Three years after the unexpected passing of the poet Maria Kyrtzaki, Chorus will honour her memory on Sunday, April 14 at 7pm at Polis Art Cafe (5 Pesmazoglou street, Athens). The event is titled “In the middle of the asphalt” and is co-hosted by our two media sponsors: ERT and Trito Programma 90,9.

Maria Kyrtzaki was an influential female voice of the so-called “generation of the 1970s” in Greek poetry. She published nine books of poetry and a collective volume of poems (in the middle of the asphalt, Kastaniotis, 2005). Her verse is lyric and dramatic, existential but also traumatically connected to history; it requires the readers’ participation and seeks to initiate a conversation with them. Her aim is to declare a truth that surpasses her individual case. She does not discuss objects, she does not exalt nature. On the contrary, she persistently and laboriously focuses on the struggles of humanity. Over the years, her poetry gained in quality and dramatic depth, eventually sounding like the prophecy of a modern priestess. In the poems she wrote during the last decade of her life, after her collective works were published (2005-2015), the tension of the traumatic coexistence of the political and the existential serves as an example to highlight the painful conditions of the vast majority of people in the West (especially the Greeks) in the early 21st century. In 2003 she received the Sotiris Matragkas Award by the Academy of Athens for her poetry collection puny and disappearing (“ligosto ke na hanete”). Her poetry has been translated to English, German, French and Swedish.
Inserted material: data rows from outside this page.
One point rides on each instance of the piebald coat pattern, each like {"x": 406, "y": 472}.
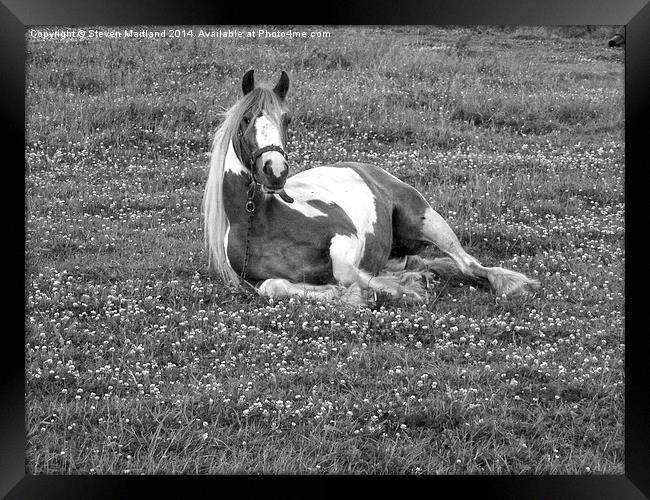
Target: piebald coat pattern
{"x": 350, "y": 228}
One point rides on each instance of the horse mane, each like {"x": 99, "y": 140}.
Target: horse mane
{"x": 215, "y": 222}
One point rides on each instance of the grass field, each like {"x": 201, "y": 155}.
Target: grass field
{"x": 138, "y": 360}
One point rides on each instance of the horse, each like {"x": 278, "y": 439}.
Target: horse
{"x": 346, "y": 230}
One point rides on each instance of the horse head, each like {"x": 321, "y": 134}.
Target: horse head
{"x": 262, "y": 133}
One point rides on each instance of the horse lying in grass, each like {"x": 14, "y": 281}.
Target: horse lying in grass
{"x": 344, "y": 230}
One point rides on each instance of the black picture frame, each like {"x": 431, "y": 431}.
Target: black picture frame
{"x": 15, "y": 16}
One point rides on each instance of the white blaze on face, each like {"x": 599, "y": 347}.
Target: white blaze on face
{"x": 232, "y": 163}
{"x": 267, "y": 134}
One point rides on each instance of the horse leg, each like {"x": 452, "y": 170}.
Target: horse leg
{"x": 345, "y": 252}
{"x": 503, "y": 281}
{"x": 281, "y": 288}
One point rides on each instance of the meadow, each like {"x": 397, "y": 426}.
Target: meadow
{"x": 140, "y": 361}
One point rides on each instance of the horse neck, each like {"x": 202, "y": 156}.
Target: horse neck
{"x": 236, "y": 183}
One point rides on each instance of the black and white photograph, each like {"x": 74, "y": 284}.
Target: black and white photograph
{"x": 325, "y": 250}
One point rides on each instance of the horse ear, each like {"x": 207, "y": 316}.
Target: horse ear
{"x": 248, "y": 82}
{"x": 283, "y": 85}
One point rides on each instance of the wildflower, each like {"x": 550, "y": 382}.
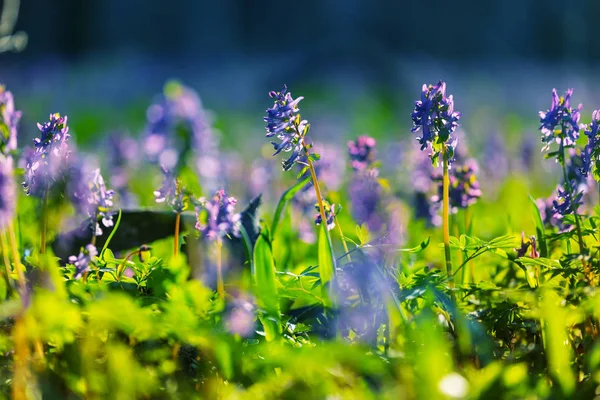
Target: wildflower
{"x": 331, "y": 211}
{"x": 7, "y": 192}
{"x": 45, "y": 164}
{"x": 566, "y": 203}
{"x": 365, "y": 197}
{"x": 362, "y": 152}
{"x": 8, "y": 123}
{"x": 171, "y": 192}
{"x": 95, "y": 200}
{"x": 591, "y": 153}
{"x": 283, "y": 121}
{"x": 434, "y": 115}
{"x": 178, "y": 123}
{"x": 216, "y": 218}
{"x": 464, "y": 188}
{"x": 561, "y": 122}
{"x": 83, "y": 260}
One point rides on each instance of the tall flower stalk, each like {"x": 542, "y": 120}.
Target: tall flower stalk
{"x": 435, "y": 117}
{"x": 284, "y": 122}
{"x": 560, "y": 124}
{"x": 46, "y": 164}
{"x": 217, "y": 219}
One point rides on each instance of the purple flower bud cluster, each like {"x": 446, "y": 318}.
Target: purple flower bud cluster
{"x": 8, "y": 123}
{"x": 171, "y": 192}
{"x": 216, "y": 218}
{"x": 331, "y": 210}
{"x": 560, "y": 123}
{"x": 362, "y": 152}
{"x": 47, "y": 162}
{"x": 283, "y": 121}
{"x": 591, "y": 153}
{"x": 83, "y": 260}
{"x": 8, "y": 193}
{"x": 434, "y": 115}
{"x": 464, "y": 189}
{"x": 566, "y": 203}
{"x": 92, "y": 198}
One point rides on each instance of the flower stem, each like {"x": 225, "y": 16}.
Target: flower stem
{"x": 573, "y": 209}
{"x": 4, "y": 245}
{"x": 176, "y": 236}
{"x": 44, "y": 221}
{"x": 220, "y": 284}
{"x": 342, "y": 237}
{"x": 445, "y": 213}
{"x": 16, "y": 258}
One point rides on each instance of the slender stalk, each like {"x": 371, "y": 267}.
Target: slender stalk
{"x": 176, "y": 237}
{"x": 342, "y": 237}
{"x": 21, "y": 367}
{"x": 4, "y": 245}
{"x": 569, "y": 190}
{"x": 16, "y": 258}
{"x": 220, "y": 284}
{"x": 445, "y": 212}
{"x": 44, "y": 221}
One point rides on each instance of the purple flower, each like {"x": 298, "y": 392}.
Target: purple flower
{"x": 362, "y": 152}
{"x": 178, "y": 123}
{"x": 434, "y": 115}
{"x": 92, "y": 198}
{"x": 283, "y": 121}
{"x": 216, "y": 218}
{"x": 8, "y": 193}
{"x": 464, "y": 188}
{"x": 331, "y": 211}
{"x": 365, "y": 197}
{"x": 83, "y": 260}
{"x": 591, "y": 153}
{"x": 46, "y": 163}
{"x": 8, "y": 124}
{"x": 171, "y": 192}
{"x": 560, "y": 123}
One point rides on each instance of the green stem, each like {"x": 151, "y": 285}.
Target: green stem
{"x": 220, "y": 284}
{"x": 445, "y": 213}
{"x": 4, "y": 244}
{"x": 176, "y": 236}
{"x": 44, "y": 221}
{"x": 342, "y": 237}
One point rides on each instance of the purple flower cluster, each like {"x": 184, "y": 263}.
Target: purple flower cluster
{"x": 434, "y": 115}
{"x": 93, "y": 199}
{"x": 560, "y": 123}
{"x": 8, "y": 123}
{"x": 8, "y": 193}
{"x": 464, "y": 189}
{"x": 216, "y": 218}
{"x": 47, "y": 162}
{"x": 591, "y": 153}
{"x": 362, "y": 152}
{"x": 83, "y": 260}
{"x": 178, "y": 123}
{"x": 283, "y": 121}
{"x": 171, "y": 192}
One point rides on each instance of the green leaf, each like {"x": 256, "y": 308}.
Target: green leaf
{"x": 287, "y": 196}
{"x": 112, "y": 233}
{"x": 539, "y": 228}
{"x": 326, "y": 262}
{"x": 266, "y": 287}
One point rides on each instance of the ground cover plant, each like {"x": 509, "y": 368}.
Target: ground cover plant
{"x": 164, "y": 268}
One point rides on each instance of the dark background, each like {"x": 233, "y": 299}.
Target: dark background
{"x": 322, "y": 30}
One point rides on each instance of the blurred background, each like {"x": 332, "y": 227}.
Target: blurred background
{"x": 360, "y": 66}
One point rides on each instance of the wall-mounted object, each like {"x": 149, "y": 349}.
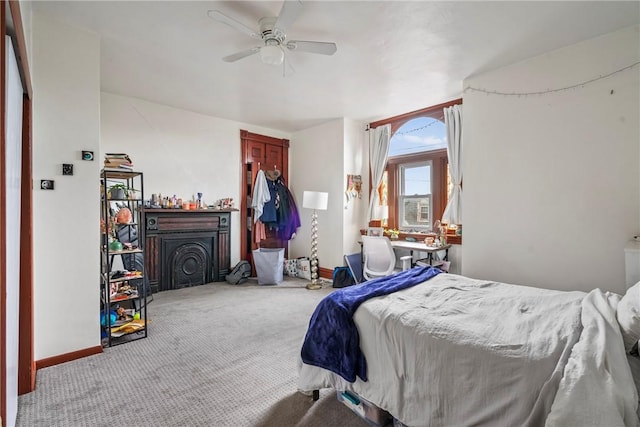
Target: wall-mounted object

The event is headlined by Ms. Athina Voyiatzoglou (Assistant Professor of Modern Greek

Literature at the Department of Philology, University of Ioannina) and will present the multifaceted character of Ms. Kyrtzaki: poet, radio producer for ERT and Trito Programma, editor, teacher at the EMPROS drama school, translator, essayist, human. The evening will be interspersed with recitations of her poems by the actress Maria Kastani and the actor Vaggelis Chrysaphis.

Individuals with an intimate knowledge of the poet and her work will share with us their thoughts on her personality and achievements: Kostas Kanavouris (poet and journalist), Kostas Voulgaris (author and editor of the “Anagnossis” insert in the newspaper Avgi), Dimitris Athinakis (poet), Marie-Cécile Fauvin (translator), Gogo Vyenopoulou (actress, student of Ms. Kyrtzaki at the EMPROS drama school), Vouvoula Skoura (instigator of the Typho play, based on a monologue by Ms. Kyrtzaki, Aplo Theatro, 1996).

Poetry:

Silent cries (1966), The words (1973), The circle (1976), The woman with the flock (1982), Summary for the night (1986), Day night (1989), Cloven street (1992), Black Sea (2000), puny and disappearing (2002), In the middle of the asphalt (2005 / collective edition Poems 1973-2002)

They said about the poetry of Maria Kyrtzaki:

Alexis Ziras, literature critic: “The mature period of her poetry basically begins in the middle of the 1970s, when she started using themes from classical tragedy and epic myths (i.e. Homer’s Odyssey) on a grand scale. But her modern prehistory, the tradition she used to draw and transform her hierophantic, dense, and occasionally sibyllic lyrical vocabulary, was Dionysios Solomos, Andreas Kalvos, Odysseas Elytis, and their unexpected heir Giorgos Cheimonas. The world of her poetry is archetypal as far as her language, sex and subjective sense of time are concerned. A world beyond history that also sails through it, since the universe that materialized at the turn of her insightful poetry (from The Woman with the flock and onwards) is a vision that has not stopped sacrificing its personalization, its identifiable personal character in its plural dimensions.”

Kiki Dimoula, poet: “Her voice rises like a broadsword. It speaks or it executes. She transfixes with an unmistakable tension and punishes the self-evident, the commonplace; it is wild, tender, caresses the weaknesses but does so with the very same scratches caused by the sharp touch of things. I often hear the howling of her verse: “I’m hungry like a wolf”, but I’m not worried. I know it’s eclectic, it doesn’t eat concessions.”